The data includes variables, wOBA, and expected wOBA, where wOBA is weighted on base percentage, and expected wOBA is formulated using exit velocity, launch angle, sprint speed and batted ball type. We can assume then that the park factor would contribute to the difference in expected value and the actual value. So if we model the difference between these 2 with linear regression and use launch angle and exit velocity as covariates then adding in which ball park it took place in the coefficients will give an estimate to the park factor. So positive values would indicate inflated stats where as negative values would indicate deflated stats.

df2024$woba_diff <- df2024$woba_value - df2024$estimated_woba_using_speedangle

lm_model <- lm(woba_diff ~ launch_speed + launch_angle + home_team, data = df2024)

woba_effects <- coef(summary(lm_model)) %>%
  as.data.frame() %>%
  rownames_to_column("term") %>%
  filter(grepl("home_team", term)) %>%
  mutate(team = gsub("home_team", "", term))

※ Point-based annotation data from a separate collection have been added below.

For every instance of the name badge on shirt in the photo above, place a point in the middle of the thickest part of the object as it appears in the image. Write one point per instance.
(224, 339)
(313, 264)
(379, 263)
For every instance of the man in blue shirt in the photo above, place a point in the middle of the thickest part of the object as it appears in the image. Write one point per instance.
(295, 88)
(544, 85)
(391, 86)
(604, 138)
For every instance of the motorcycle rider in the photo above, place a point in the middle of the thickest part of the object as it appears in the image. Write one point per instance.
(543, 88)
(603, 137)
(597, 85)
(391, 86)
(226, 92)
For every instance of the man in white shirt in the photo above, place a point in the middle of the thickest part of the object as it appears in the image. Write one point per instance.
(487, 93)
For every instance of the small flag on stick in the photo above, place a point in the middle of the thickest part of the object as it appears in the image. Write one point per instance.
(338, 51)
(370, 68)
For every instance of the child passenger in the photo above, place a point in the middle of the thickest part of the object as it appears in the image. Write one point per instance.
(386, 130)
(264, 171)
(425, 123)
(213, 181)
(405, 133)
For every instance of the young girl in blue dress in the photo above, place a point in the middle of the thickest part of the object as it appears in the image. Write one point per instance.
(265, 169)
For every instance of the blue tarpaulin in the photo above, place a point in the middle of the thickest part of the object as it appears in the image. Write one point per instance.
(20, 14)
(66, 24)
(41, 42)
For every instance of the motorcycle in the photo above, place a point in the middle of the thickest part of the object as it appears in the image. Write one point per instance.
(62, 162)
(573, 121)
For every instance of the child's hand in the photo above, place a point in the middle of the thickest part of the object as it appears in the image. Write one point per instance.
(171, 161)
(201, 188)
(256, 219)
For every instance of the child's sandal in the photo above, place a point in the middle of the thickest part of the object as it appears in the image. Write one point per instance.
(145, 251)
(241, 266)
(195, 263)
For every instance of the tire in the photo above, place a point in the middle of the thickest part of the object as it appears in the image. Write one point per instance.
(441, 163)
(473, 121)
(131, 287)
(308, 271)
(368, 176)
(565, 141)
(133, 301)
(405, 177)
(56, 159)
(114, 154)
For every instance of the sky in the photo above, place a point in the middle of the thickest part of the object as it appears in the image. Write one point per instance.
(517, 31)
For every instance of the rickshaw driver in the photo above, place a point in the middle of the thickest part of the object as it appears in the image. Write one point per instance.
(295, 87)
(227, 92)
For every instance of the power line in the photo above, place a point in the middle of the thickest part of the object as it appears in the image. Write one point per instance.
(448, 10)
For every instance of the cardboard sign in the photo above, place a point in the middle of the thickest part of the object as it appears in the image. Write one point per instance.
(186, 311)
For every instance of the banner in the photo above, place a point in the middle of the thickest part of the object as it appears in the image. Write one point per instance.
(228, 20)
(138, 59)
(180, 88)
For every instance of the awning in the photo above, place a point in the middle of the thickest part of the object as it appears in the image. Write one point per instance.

prkfactorplot <- ggplot(woba_effects, aes(x = reorder(team, Estimate), y = Estimate)) +
  geom_col(fill = "#333366", color = "#C4CED4") +
  coord_flip() +
  labs(title = "Estimated Park Effect w/ wOBA (Actual - Expected)",
       y = "wOBA Difference coefficient", x = "Stadium") +
  theme_minimal()
prkfactorplot

This plot shows the estimated effect of each stadium on a batted ball’s value using a linear model of actual wOBA minus expected wOBA. Parks like COL and BOS inflate expected value, while SEA and STL slightly suppress outcomes.

Random Forest simulation Link to heading

Finally lets explore whether a batted ball with the same launch conditions ie. velocity and angle would be different from stadium to stadium. To test this I will again use random forest to model the event being a hit (single, double, triple, home run) using launch conditions and also stadium, then I will predict on a random 20% of the events from the dataset and compare how the model treats them all across every stadium.

df_model <- df_model %>%
  mutate(is_hit = ifelse(events != "out", 1, 0)) 
df_model$is_hit <- as.factor(df_model$is_hit)

rf2 <- randomForest(is_hit ~ launch_speed + launch_angle + home_team,
                    data = df_model, ntree = 200)

set.seed(42)
example_hits <- df_model %>%
  sample_n(20000) %>%
  select(launch_speed, launch_angle)


stadiums <- sort(unique(df_model$home_team))

simulated_hits <- example_hits %>%
  slice(rep(1:n(), each = length(stadiums))) %>%
  mutate(home_team = rep(stadiums, times = nrow(example_hits)))

simulated_hits$prob_hr <- predict(rf2, newdata = simulated_hits, type = "prob")[, "1"]


prkplot3 <- ggplot(simulated_hits, aes(x = fct_reorder(home_team, prob_hr, .fun = median), y = prob_hr)) +
  geom_boxplot(fill = "#00A3E0", alpha = 0.7, color = "#000000") +
  coord_flip() +
  labs(
    title = "Predicted Hit Probability Across Parks",
    subtitle = "Same Launch Conditions Simulated Across All Stadiums",
    y = "Predicted Hit Probability",
    x = "Stadium"
  ) +
  theme_minimal()
prkplot3

By simulating identical batted ball across all stadiums, I estimated the prob of a hit in each stadium. Again Colorado at the top (median value) while others were lower again. This reinforces the idea that park factors exist but with probability very similar in median and spread it might not be the most important aspect.

Conclusion Link to heading

This project supports the idea that MLB stadiums have some park factors that influence the game, like offensive performance. Through spray charts, park factor calculations, clustering stadiums and supervised learning techniques, it appears appropriate to conclude not all batted balls are equal and depends on where they happened. By simulating identical batted balls across every stadium we found a consistent difference between certain stadiums, like Colorado’s vs Seattle. These finding can support the importance of adjusting for location when evaluating performance.